Example: Hour-over-hour rate of change

# Window approach (simpler for sequential buckets)
align 1h, rate:sum(m("span_call_count_5m"))
| make_col prev_rate:window(lag(rate, 1), group_by(service_name))
| make_col change:rate - prev_rate
| make_col pct:if(prev_rate > 0, (change / prev_rate) * 100, 0)
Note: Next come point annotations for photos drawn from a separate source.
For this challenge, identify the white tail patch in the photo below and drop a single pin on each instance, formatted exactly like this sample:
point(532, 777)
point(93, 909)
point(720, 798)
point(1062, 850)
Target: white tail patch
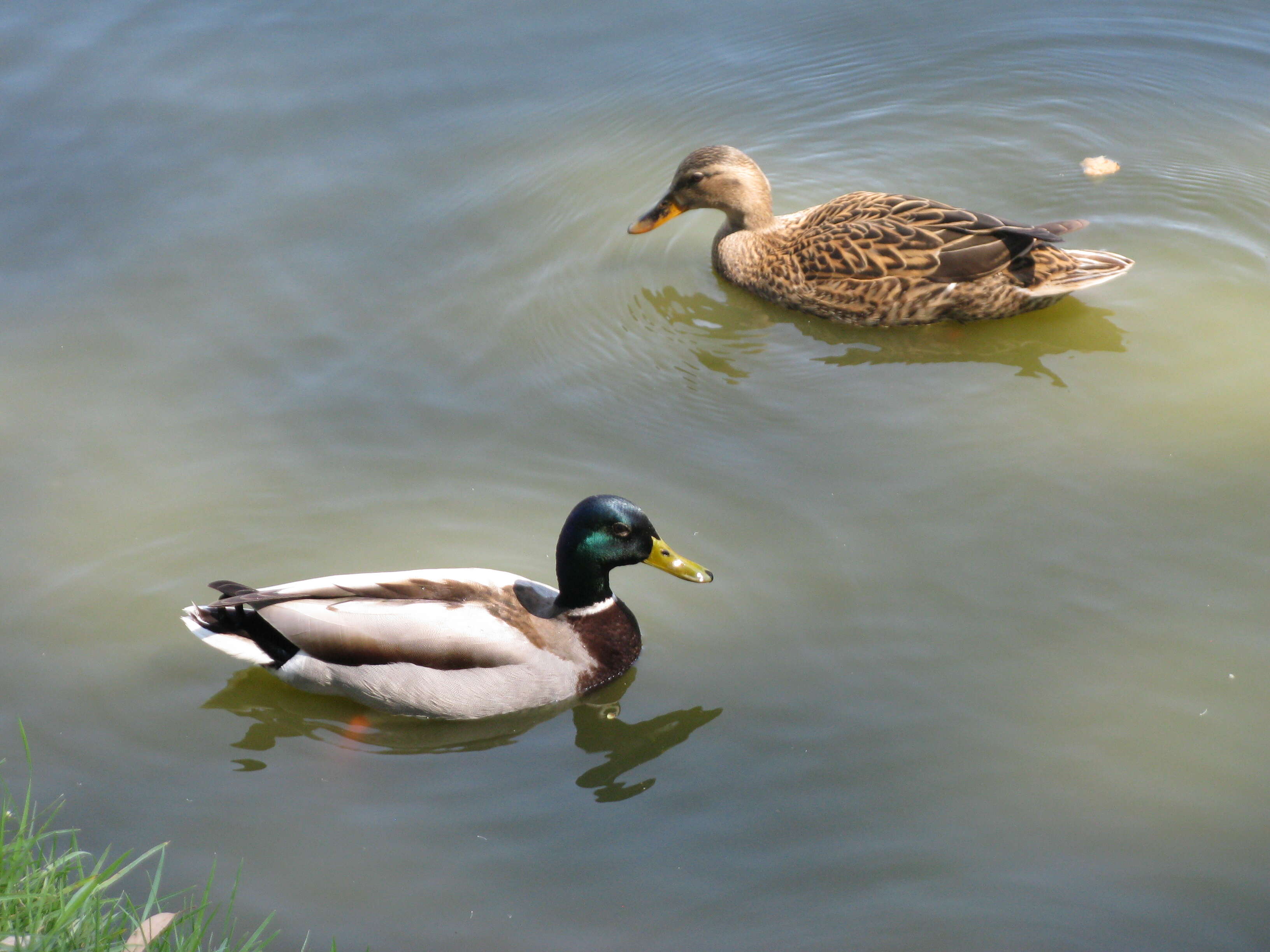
point(234, 645)
point(1093, 268)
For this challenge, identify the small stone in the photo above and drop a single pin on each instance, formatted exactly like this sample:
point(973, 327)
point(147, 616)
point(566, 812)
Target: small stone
point(1099, 165)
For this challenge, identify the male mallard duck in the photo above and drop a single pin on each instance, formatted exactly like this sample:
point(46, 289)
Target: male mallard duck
point(454, 643)
point(877, 259)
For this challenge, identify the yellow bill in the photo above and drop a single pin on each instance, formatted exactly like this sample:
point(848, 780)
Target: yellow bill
point(663, 558)
point(662, 212)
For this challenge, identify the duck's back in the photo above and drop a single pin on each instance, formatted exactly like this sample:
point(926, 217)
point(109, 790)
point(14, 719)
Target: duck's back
point(875, 258)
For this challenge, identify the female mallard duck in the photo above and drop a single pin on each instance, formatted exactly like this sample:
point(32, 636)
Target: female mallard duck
point(454, 643)
point(875, 259)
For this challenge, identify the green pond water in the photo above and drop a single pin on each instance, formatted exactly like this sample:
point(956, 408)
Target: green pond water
point(298, 289)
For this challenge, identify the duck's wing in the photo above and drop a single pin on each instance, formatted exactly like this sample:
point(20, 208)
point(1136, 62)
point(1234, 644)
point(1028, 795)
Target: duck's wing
point(869, 235)
point(446, 620)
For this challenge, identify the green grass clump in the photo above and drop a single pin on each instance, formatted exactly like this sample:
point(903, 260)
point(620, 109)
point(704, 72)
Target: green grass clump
point(56, 897)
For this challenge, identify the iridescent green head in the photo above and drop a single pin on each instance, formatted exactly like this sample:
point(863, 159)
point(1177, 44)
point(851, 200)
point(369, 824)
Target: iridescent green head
point(602, 534)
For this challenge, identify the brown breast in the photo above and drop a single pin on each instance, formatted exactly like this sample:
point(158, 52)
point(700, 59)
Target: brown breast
point(611, 638)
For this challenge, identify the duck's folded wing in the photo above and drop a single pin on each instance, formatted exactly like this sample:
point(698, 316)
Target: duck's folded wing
point(369, 631)
point(870, 235)
point(433, 584)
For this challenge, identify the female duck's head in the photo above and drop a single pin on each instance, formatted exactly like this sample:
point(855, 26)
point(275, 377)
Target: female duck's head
point(602, 534)
point(716, 177)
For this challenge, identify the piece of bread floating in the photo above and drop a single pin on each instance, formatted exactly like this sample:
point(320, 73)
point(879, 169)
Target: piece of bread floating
point(1099, 165)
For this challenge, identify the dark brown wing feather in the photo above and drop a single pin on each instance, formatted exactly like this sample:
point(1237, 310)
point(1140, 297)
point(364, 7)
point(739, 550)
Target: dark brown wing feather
point(870, 235)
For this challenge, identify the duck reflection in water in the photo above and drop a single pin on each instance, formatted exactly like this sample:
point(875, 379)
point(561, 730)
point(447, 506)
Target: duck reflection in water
point(726, 332)
point(279, 711)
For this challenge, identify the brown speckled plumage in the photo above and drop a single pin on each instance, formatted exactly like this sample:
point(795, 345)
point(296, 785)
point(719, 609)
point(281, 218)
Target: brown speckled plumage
point(870, 258)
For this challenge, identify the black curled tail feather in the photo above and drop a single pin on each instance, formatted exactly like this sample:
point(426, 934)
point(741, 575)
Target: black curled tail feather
point(246, 622)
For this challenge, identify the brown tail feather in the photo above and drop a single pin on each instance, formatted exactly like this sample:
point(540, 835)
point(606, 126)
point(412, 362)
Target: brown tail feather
point(1093, 268)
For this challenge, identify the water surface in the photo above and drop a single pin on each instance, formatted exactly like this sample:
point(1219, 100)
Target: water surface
point(300, 289)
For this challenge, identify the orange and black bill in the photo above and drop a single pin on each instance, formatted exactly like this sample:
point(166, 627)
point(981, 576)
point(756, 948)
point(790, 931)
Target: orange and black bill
point(661, 214)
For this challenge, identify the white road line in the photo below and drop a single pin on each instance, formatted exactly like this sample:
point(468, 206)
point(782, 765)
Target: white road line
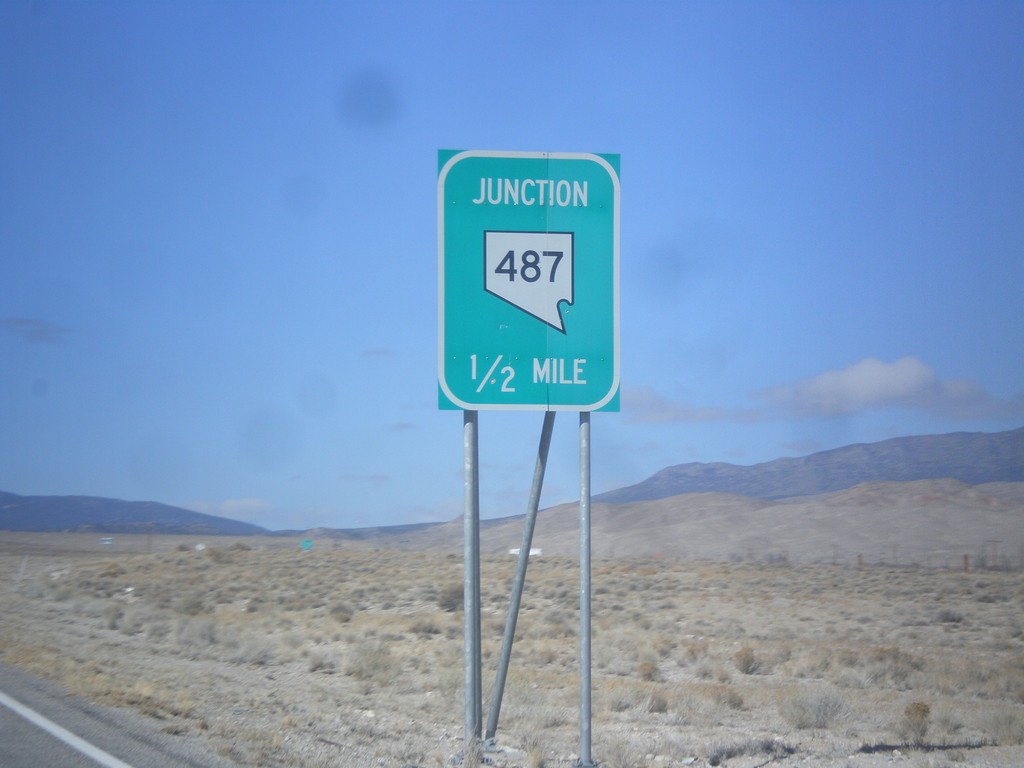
point(109, 761)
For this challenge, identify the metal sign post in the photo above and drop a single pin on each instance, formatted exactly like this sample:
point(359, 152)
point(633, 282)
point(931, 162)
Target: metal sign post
point(585, 630)
point(471, 582)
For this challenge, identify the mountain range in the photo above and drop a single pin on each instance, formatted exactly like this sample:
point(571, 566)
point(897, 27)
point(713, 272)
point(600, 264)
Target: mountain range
point(89, 513)
point(972, 458)
point(931, 498)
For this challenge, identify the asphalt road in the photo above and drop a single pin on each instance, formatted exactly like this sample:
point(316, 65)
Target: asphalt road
point(118, 737)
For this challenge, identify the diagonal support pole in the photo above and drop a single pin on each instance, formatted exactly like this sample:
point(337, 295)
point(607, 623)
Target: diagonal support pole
point(520, 574)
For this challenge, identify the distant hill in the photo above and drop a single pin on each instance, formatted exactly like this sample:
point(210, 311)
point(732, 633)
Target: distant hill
point(934, 522)
point(87, 513)
point(972, 458)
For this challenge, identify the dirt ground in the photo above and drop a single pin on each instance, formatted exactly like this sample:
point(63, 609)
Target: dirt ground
point(278, 656)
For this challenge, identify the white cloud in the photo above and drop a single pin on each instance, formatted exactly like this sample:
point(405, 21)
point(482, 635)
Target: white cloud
point(867, 384)
point(871, 383)
point(248, 510)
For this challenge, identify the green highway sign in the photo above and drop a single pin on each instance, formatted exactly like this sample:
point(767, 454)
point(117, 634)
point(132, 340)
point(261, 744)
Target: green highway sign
point(527, 281)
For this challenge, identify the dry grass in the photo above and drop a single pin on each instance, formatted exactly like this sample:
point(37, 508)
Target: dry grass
point(282, 657)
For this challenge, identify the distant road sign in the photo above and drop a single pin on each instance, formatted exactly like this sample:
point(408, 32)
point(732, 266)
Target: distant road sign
point(527, 281)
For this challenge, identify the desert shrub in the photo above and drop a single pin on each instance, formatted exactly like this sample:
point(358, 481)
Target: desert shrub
point(112, 615)
point(200, 633)
point(817, 709)
point(775, 750)
point(747, 662)
point(321, 662)
point(425, 627)
point(373, 662)
point(1006, 727)
point(256, 652)
point(340, 612)
point(912, 726)
point(450, 597)
point(658, 704)
point(648, 671)
point(190, 604)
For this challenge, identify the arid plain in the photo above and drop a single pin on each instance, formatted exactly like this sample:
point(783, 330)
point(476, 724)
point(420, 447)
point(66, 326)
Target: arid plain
point(269, 655)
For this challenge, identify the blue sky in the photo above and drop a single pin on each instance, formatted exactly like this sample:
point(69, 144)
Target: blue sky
point(218, 251)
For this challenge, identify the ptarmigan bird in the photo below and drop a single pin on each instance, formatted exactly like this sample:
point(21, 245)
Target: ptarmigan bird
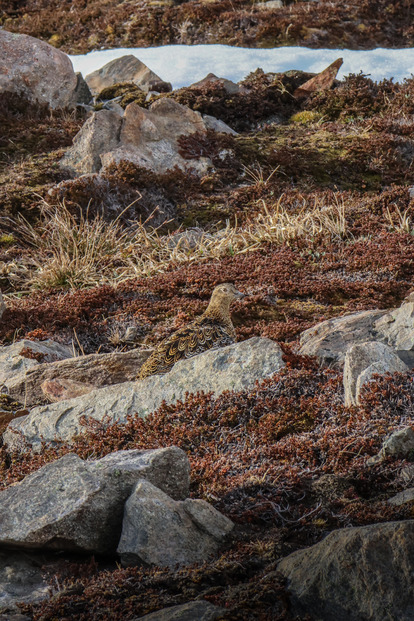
point(211, 330)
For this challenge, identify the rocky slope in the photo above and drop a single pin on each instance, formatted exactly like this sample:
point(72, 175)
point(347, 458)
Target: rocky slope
point(265, 458)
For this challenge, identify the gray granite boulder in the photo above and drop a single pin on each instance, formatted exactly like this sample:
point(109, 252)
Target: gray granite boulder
point(148, 138)
point(36, 70)
point(24, 355)
point(126, 69)
point(95, 369)
point(199, 610)
point(331, 339)
point(99, 134)
point(158, 530)
point(71, 504)
point(399, 444)
point(362, 361)
point(236, 367)
point(354, 574)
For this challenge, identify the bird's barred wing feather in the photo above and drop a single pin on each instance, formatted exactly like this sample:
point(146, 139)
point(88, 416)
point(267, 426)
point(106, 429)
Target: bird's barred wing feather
point(201, 335)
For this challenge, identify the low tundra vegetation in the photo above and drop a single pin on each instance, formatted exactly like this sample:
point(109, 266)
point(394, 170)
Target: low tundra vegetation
point(309, 211)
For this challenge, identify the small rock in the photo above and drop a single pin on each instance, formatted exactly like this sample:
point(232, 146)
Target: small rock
point(83, 94)
point(25, 355)
point(331, 339)
point(21, 581)
point(199, 610)
point(158, 530)
point(235, 367)
point(354, 574)
point(126, 69)
point(36, 70)
point(230, 87)
point(362, 361)
point(400, 444)
point(397, 327)
point(402, 498)
point(321, 82)
point(99, 134)
point(60, 389)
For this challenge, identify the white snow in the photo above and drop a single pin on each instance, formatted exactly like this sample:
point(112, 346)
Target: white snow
point(184, 64)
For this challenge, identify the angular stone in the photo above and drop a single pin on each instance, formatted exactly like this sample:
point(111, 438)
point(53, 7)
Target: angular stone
point(158, 530)
point(166, 468)
point(60, 389)
point(36, 70)
point(397, 327)
point(402, 498)
point(331, 339)
point(235, 367)
point(354, 574)
point(149, 138)
point(362, 361)
point(321, 82)
point(21, 580)
point(99, 134)
point(71, 504)
point(398, 444)
point(24, 355)
point(83, 94)
point(199, 610)
point(230, 87)
point(126, 69)
point(95, 369)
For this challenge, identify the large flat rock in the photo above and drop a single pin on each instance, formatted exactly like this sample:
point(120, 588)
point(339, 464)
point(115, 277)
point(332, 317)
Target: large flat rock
point(96, 369)
point(236, 367)
point(355, 574)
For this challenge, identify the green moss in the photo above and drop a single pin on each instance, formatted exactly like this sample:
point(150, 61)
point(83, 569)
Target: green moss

# Union approach (more flexible, can compare any offset)
@current <- @ {
    align 1h, rate:sum(m("span_call_count_5m"))
    aggregate current:sum(rate), group_by(service_name)
}
@previous <- @ {
    timeshift 1h
    align 1h, rate:sum(m("span_call_count_5m"))
    aggregate prev:sum(rate), group_by(service_name)
}
@combined <- @current {
    union @previous
    aggregate current:any_not_null(current), prev:any_not_null(prev), group_by(service_name)
}
<- @combined {
    make_col change:current - prev
    make_col pct:if(prev > 0, (change / prev) * 100, 0)
}

Recommendation:

  • Use window(lag) for simple sequential comparisons (previous hour, previous bucket)
  • Use union + timeshift for arbitrary period comparisons (same hour yesterday, last week)

Related Skills

  • window-functions-deep-dive - Covers window(lag/lead/avg) patterns
  • detecting-anomalies - Uses both union and window patterns
  • aggregating-gauge-metrics - Foundation for metric aggregation
  • time-series-analysis - Time bucketing with timechart

Key Takeaways

  1. Subquery syntax: @label <- @dataset { pipeline }
  2. Union combines: Same schema, different filters/time periods
  3. Timeshift before align: Critical for metric comparisons
  4. any_not_null(): Collapses sparse union results
  5. Not always best: Consider conditional columns for simple A/B tests
  6. Performance matters: Union processes data multiple times

When in doubt about subquery syntax or complex union patterns, use learn_observe_skill("OPAL subquery") for official documentation.